In light of this increasing concern, Human Rights Watch called on both China and Pakistan to take action to end bride trafficking. In a statement given on April 26, they warned of “increasing evidence that Pakistani women and girls are at risk of sexual slavery in China.”
Why is Pakistan being targeted?
Poverty—specifically in the small Christian community centered in the Punjab province. This poverty makes the community a vulnerable target. With the country’s overwhelmingly Muslim population of 200 million, Christians represent only 2.5 million and are Pakistan’s most deeply impoverished community, with little political or social support.
Chinese grooms promising to pay on average $3,500 to $5,000 present an attractive opportunity to many families. Saleem Iqbal, a Local Christian activist and journalist claims that this price includes payments to parents, pastors and a broker. He says that human traffickers have sold an estimated 750 to 1,000 Pakistani girls into marriages with older, often abusive Chinese grooms since October 2018. Iqbal has gone to court to stop marriages and sheltered runaway brides, some as young as 13.
In a press release last year, the human rights group Women’s Rights Without Frontiers warned that sex slavery of girls in China is a problem that will go on for decades due to the severe gender imbalance brought about by the one-child policy.
“Now, China has an estimated 30-40 million ‘bare branches’—men who will never find wives and will be unable to reproduce and carry on the family line. This alarming gender imbalance is the driving force behind sexual slavery in China,” the group warned. “This will be true for decades to come. Even if China were to eliminate all coercive birth limitations now, even if cultural son preference were magically to disappear and gender ratios at birth were to normalize going forward, the effects of these changes would not be felt for decades,” they continued.
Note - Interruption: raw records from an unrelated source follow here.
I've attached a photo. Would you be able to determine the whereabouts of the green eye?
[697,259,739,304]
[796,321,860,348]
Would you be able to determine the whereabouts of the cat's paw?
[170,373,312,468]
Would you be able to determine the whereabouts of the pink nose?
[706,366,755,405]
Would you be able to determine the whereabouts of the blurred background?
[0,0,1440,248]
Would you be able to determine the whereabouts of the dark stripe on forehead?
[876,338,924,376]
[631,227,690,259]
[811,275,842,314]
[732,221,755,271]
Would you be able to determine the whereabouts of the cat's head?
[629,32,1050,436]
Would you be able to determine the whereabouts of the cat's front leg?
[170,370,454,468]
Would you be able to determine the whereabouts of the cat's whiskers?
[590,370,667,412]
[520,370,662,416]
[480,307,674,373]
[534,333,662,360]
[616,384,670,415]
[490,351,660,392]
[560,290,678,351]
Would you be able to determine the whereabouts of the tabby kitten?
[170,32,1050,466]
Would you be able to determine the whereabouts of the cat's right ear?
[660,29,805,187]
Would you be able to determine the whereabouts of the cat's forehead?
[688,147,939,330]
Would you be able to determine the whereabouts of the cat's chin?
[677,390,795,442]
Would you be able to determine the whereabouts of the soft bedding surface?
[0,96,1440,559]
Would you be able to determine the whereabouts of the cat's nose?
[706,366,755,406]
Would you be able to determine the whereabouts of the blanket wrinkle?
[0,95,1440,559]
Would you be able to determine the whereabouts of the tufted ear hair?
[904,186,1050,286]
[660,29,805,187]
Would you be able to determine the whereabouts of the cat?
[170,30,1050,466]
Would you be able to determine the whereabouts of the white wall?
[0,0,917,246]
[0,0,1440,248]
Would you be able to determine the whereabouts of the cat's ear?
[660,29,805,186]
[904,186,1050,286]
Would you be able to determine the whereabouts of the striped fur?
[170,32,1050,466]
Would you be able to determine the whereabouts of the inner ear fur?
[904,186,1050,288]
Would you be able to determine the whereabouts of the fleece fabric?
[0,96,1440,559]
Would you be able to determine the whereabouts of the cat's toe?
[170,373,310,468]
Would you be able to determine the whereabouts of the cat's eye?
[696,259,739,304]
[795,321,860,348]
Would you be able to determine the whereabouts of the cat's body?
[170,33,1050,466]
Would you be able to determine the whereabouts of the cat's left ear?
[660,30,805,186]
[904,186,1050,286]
Some of the Pakistani girls taken to China escape or are rescued after their families contact the authorities, however many of them are being left to their fate alone in a foreign land with no resources.
“It is all fraud and cheating,” said Muqadas. “All the promises they make are fake.”
On April 13, the Chinese embassy in Pakistan issued a statement: “We notice that recently some unlawful matchmaking centers made illegal profits from brokering cross-national marriages…China is cooperating with Pakistani law enforcement agencies to crack down on illegal matchmaking centers.”
The Pakistan government has also acknowledged that bride trafficking is occurring and pledged to work with China to combat the trade.